Organizational information resides not only in structured databases but also in unstructured mediums like contracts, memos, emails, among others.

Information from these unstructured sources often provide insight into a more structured data. While the market offers plenty of options to help in automatically extracting data from structured content, some businesses like healthcare, real-estate among others still rely heavily on unstructured documents and it is essential for management to have a 360^o view of the business to take informed decisions on marketing, investment, legal, and competition. Nihilent’s abstraction tool automates extraction of information from unstructured sources.

Based on our background and research in Natural Language Processing (NLP), we have developed a system using the Information Extraction (IE) and Information Retrieval (IR) algorithms to extract structured data from free text. A combination of rule based and Machine Learning based techniques is used to achieve this.

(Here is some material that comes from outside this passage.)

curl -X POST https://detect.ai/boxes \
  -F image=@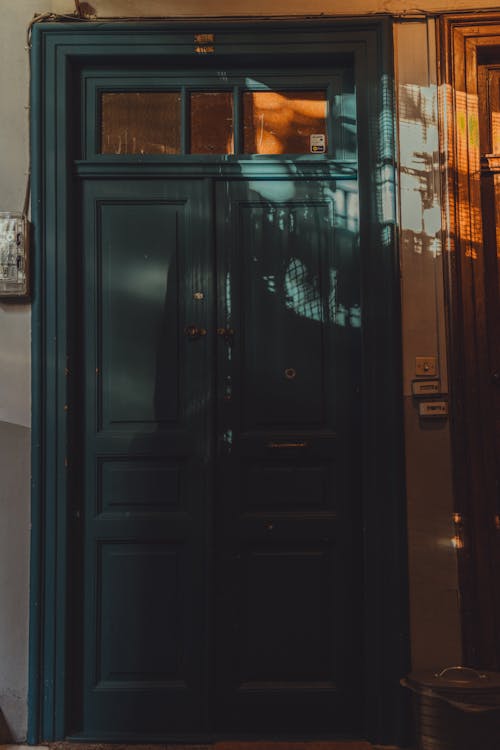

The system reads and extracts data from sentences, paragraphs, or entire pages written in natural language using proprietary algorithms developed by Nihilent. Our information extraction solution involves three steps:

Information Extraction: Documents are scanned and uploaded in the system; the analyst can write specific rules to be applied on the documents, to extract the required data.
Information Retrieval: NLP and proprietary algorithms are applied to retrieve the data from the documents. A combination of machine-learned and rule-based approach is used to perform this.
QA and Results: After data is extracted, it can be checked to validate if the required data is retrieved and new rules can be applied. Once the QA is complete, the user can export the result in the desired format or a connector can be created to push the data to the IMS/BI system.